Sunday, August 12, 2012

Permanent #1613 -- Elphias Doge

I've got a big soft spot in my heart for the state on the other side of the Columbia River. My first two 100K routes both head up into Washington, and I feel Portland roadies in general do themselves a disservice by rarely riding north for their adventures.

This particular permanent was inspired by my experiences on this spring's flèche, as seen here and here, and I set out looking for a way to turn a 400+ mile Eugene-Olympia-Portland extravaganza into a more manageable Portland-based route.

The result is what you see -- north through La Center, Kalama, and Kelso, over the Lewis & Clark Bridge (still yucky), then up Apiary Road before ending up back in familiar randonneur territory in Vernonia.

The first thirty miles or so are exactly the same as on my Luna Lovegood populaire, and for good reason -- in Google Maps, you might see that stretch of road and think bah outer Vancouver sprawl crap, but it's actually an awesome stretch of farmland with some fairly robust rollers to get your legs ready for this super-sized course.

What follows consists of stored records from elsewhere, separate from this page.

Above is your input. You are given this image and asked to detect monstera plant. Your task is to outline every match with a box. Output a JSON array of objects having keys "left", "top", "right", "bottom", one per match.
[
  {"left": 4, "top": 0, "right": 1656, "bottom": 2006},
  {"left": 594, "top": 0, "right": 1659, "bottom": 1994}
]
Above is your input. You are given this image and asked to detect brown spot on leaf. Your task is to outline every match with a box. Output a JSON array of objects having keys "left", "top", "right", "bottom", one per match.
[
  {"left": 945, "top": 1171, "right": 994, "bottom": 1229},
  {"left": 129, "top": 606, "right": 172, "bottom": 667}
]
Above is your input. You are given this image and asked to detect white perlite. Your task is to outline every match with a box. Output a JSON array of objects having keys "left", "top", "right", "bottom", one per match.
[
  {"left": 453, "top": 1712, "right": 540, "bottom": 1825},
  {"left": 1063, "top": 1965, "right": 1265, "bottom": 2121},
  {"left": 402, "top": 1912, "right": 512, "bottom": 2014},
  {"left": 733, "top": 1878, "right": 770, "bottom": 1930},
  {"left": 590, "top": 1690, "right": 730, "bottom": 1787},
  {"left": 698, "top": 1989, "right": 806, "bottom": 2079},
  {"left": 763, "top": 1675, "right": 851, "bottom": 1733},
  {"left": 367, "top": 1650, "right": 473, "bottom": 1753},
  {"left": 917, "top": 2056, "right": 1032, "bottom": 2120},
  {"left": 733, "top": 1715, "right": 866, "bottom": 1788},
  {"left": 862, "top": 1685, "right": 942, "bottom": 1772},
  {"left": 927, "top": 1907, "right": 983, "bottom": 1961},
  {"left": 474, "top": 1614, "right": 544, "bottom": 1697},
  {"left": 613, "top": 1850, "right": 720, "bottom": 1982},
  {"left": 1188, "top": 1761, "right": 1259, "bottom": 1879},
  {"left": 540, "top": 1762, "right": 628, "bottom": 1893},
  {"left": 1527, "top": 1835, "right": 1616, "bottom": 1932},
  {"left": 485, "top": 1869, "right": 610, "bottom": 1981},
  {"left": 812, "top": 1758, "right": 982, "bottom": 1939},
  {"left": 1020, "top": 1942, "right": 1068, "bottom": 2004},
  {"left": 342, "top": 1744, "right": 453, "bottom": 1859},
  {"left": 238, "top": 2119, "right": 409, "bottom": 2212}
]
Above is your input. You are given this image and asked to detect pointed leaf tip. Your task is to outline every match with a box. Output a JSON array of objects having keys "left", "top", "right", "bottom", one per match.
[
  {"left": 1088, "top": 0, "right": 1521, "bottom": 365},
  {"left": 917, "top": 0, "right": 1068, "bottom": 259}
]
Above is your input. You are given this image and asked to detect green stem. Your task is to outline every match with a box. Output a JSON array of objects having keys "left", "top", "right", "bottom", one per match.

When we rode Olympia-Portland after the flèche, we climbed the entirety of Green Mountain Road south of Kalama, all the way up to 1700 feet with several stretches graded above 10%. This way, though, cuts off about half that elevation, and instead cuts back towards I-5. RWGPS suggests there's a 14% portion of the climb near the top, though, so it'll certainly still make you work.

After that, you can regain some energy in beautiful downtown Kalama then ride the last ten or so miles of the day on the Washington side of the river on relatively low-traffic old roads paralleling the interstate.

There's nothing particularly exciting in Rainier or Longview, but plenty of options for refueling. There is a stretch of almost exactly thirty miles between Rainier and Vernonia without any stores (there is a campground roughly halfway, not sure what's inside), so plan accordingly.

Coming from the north, Apiary Road is a little unkind -- two false summits, including the unpleasant experience of climbing up to 1000 feet, feeling like you're done as you drop down to 600, then turning a corner and going up towards Camp Wilkerson at 1200.

After that, though, most of your day's climbing is done, and the Shell Station in Vernonia is always there to provide friendly service and hot fried food. Depending on your start time, season, and weather, you'll probably get onto the Banks-Vernonia trail in pleasant low-traffic hours, then take Zion Church and some back roads east to find the big Forest Grove-Hillsboro-Beaverton sprawl. The last 20 miles is a straightforward series of well-traveled west side bike commuter routes, finally dumping you into Portland city limits via the Highway 26 bike path.

239km, 148 miles, just under sixteen hours upper time limit. Ride it!